One man was charged with drunken driving after crashing his truck and spilling 11,000 salmon onto a highway in Oregon. Another was secretly recorded by his wife, who was convinced he was a closet alcoholic. And in Belgium, a brewery worker was recently pulled over and given a breathalyzer test, which said that his blood alcohol level was more than four times the legal limit for drivers.
The problem? None of those men had been drinking.
Instead, they all were diagnosed with a rare condition known as auto-brewery syndrome, in which a person’s gut ferments carbohydrates into ethanol, effectively brewing alcohol inside the body.
This week, the man in Belgium was acquitted of a drunken driving offense — he wasn’t a boozer, the court found; his body was essentially making its own beer.
It’s the latest turn in the spotlight for the strange disorder, which periodically appears in a flurry of headlines after a particularly odd or egregious case. Most incidents involve accusations of drunken driving, when people who have the disorder, known as A.B.S., get behind the wheel of a car believing they are sober. Reactions to such defenses often range from admiring to dismissive, but medical doctors and science have long backed up that the strange condition does exist.
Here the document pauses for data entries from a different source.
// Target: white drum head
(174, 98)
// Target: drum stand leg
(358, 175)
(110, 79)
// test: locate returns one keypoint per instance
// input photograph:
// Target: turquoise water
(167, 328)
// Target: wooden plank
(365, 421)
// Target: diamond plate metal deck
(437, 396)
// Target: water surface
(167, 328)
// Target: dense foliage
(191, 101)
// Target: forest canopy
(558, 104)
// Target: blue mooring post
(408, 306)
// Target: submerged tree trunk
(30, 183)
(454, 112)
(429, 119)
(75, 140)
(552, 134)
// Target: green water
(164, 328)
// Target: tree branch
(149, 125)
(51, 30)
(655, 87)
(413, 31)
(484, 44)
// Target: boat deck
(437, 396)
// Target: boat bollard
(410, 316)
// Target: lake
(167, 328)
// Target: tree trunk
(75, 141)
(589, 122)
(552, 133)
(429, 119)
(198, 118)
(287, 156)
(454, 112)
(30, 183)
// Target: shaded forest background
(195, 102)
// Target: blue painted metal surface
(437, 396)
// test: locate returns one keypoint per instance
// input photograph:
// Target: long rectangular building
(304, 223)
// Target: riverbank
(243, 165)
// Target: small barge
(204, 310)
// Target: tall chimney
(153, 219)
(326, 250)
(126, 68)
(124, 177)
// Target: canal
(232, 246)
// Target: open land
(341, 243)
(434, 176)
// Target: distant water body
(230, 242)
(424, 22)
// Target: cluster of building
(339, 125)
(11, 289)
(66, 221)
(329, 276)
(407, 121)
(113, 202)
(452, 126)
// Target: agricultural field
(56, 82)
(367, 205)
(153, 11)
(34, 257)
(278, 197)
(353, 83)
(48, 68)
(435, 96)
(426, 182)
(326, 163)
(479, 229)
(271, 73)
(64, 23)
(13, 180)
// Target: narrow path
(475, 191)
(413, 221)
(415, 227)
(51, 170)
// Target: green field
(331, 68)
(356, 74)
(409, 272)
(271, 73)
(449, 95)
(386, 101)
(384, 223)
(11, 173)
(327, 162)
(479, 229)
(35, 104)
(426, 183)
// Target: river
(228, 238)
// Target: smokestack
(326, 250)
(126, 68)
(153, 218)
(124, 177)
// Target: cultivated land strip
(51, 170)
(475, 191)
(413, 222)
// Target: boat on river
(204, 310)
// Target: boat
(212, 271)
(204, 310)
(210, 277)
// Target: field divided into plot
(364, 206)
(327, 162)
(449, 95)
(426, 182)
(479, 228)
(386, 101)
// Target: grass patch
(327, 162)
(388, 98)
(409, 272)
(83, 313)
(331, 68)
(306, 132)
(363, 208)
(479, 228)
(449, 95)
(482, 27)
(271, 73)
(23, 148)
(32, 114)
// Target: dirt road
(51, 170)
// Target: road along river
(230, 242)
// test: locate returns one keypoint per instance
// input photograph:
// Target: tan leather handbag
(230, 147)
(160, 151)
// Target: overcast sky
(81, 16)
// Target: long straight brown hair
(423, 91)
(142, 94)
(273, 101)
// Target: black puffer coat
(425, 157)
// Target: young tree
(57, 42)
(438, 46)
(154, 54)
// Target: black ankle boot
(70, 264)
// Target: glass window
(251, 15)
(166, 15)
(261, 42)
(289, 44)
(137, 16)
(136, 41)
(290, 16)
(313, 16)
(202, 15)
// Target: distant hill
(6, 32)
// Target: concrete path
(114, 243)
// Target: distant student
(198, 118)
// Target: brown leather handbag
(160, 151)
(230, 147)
The condition has been studied in some capacity for more than a century. When a person with the syndrome ingests carbohydrates, fungi in their gastrointestinal tract converts it into ethanol. The process begets all the normal effects of inebriation — lack of coordination, memory loss, aggressive behavior — without the alcohol consumption.
Perhaps most confounding is that the disorder can cause blood-alcohol levels in people that would be lethal if achieved conventionally. One woman, who was pulled over in New York and breathalyzed after having a flat tire, measured 0.40, a level that is considered to be potentially fatal. While many people with the condition do exhibit the more traditional effects of alcohol consumption, others have been known to behave mostly sober, even when tests show they clearly are not.